The project provides an insight into the many creative and resourceful ways that CYP find to manage and cope. Findings illustrate children as impacted by violence, but also as resilient and active agents in their own lives, making purposeful attempts to protect themselves and other family members, to heal and to build positive self-identities during and post-violence.  The project evidenced children’s capacity to articulately voice their experiences of DV. In understanding how children are able to resist and have agency in situations of domestic violence and abuse, we suggest that what characterises children’s experiences of violence is a kind of paradoxical resilience. When children live in conflict laden environments, they have to find complex ways of coping and managing themselves and their relationships. What may appear as ‘dysfunctional’ and difficult in the eyes of clinically trained adults, is often the way that children have found to cope in highly located, creative and agentic ways. Children’s ways of coping are not always obvious, and are often intertwined with what might be termed as ‘damage’ or ‘woundedness’.



Workforce development: A range of professionals attended the various elements of the UNARS training programme and dissemination events. Training provided practitioners with knowledge and skills to understand and work more effectively with CYP who have experienced DV.  211 professionals attended the training workshops offered by UNARS in the four partner countries. 145 professionals, policy makers, academics and other stakeholders (including families affected by domestic violence) attended the knowledge café event and public seminar in Northampton. 120 professionals attended the final conference in Valencia. Supplementary events were also held in each partner country, including half day conferences in Greece and Italy (Puglia), and a range of additional events in the UK, including a 3 day conference (Violence: Children, Family and Society http://www.violenceconference.com/resources/Violence%20Conference%20timetable.pdf), which included a UNARS keynote address, symposium and exhibition; training to 200 social work professionals through the ‘Making Research Count’ network, and various additional keynote addresses in the UK and around Europe. Training and other dissemination events were well received, and there was a strong perception of a need for more training in all regions.  Trainees reported that their practice had been enhanced by the transfer of knowledge and skills facilitated by the training events. They reported positive experiences of the programme and were enthusiastic about applying the ethos and principles of the UNARS project in their own practice and that of their colleagues, organizations and service development.
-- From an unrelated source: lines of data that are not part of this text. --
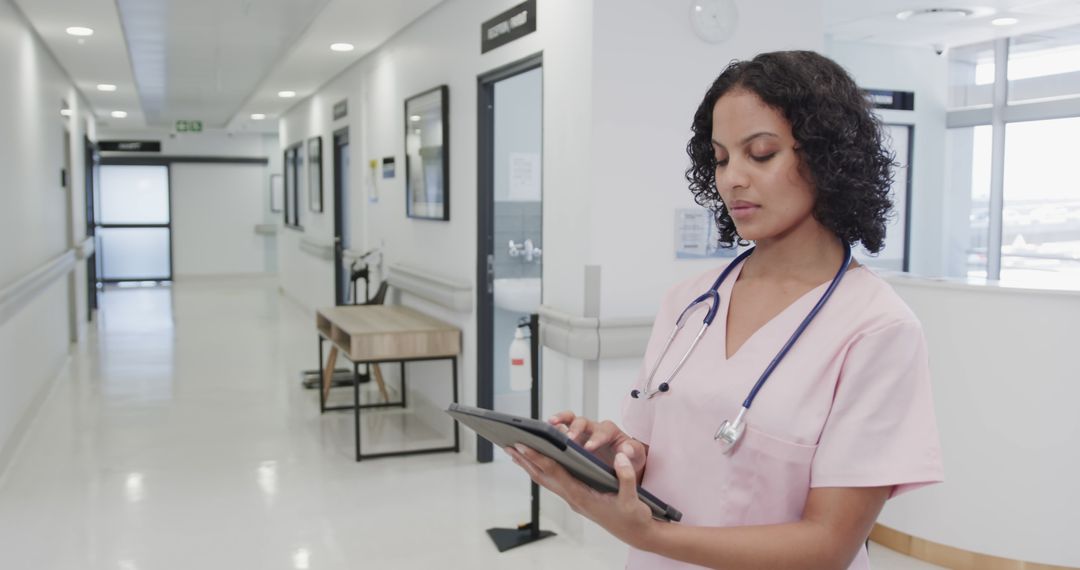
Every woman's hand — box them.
[505,444,658,548]
[548,411,649,484]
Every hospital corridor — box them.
[0,0,1080,570]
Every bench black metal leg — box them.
[450,356,461,451]
[315,335,324,413]
[352,363,361,461]
[402,361,408,408]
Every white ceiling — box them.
[15,0,145,127]
[13,0,442,133]
[14,0,1080,132]
[117,0,328,127]
[825,0,1080,49]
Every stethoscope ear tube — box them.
[630,242,851,453]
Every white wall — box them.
[170,163,267,277]
[879,279,1080,568]
[0,1,93,471]
[825,41,950,276]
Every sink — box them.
[495,277,540,314]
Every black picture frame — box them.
[270,174,285,214]
[404,85,450,221]
[284,143,303,229]
[308,136,323,213]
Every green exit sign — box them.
[176,121,202,133]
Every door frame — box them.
[83,136,102,323]
[476,52,543,463]
[333,126,355,304]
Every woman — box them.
[507,52,943,570]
For Children and Young People the project offered multiple opportunities to make their voice heard to policy makers and stakeholders – particularly through the young people’s exhibition which was held in each partner country. In addition, young people who participated in the intervention reported numerous positive gains as a consequence of participation, suggesting that their sense of well being, resilience and empowerment had improved as a consequence of participation.

Policy Impact: In Puglia, Italy, a chapter on children as victims of domestic violence has been included in regional policy implementation guidance, as a consequence of the knowledge gained in this project. In Spain, the team continues to work closely with police and regional government to ensure that knowledge from the project informs the regional implementation of changing policy regarding child victims of domestic and gender based violence. In the UK, Dr Callaghan acted as expert advisor to the Department of Work and Pensions, to secure more sustained financial support for families fleeing domestic violence under the new ‘Universal Credit’ scheme.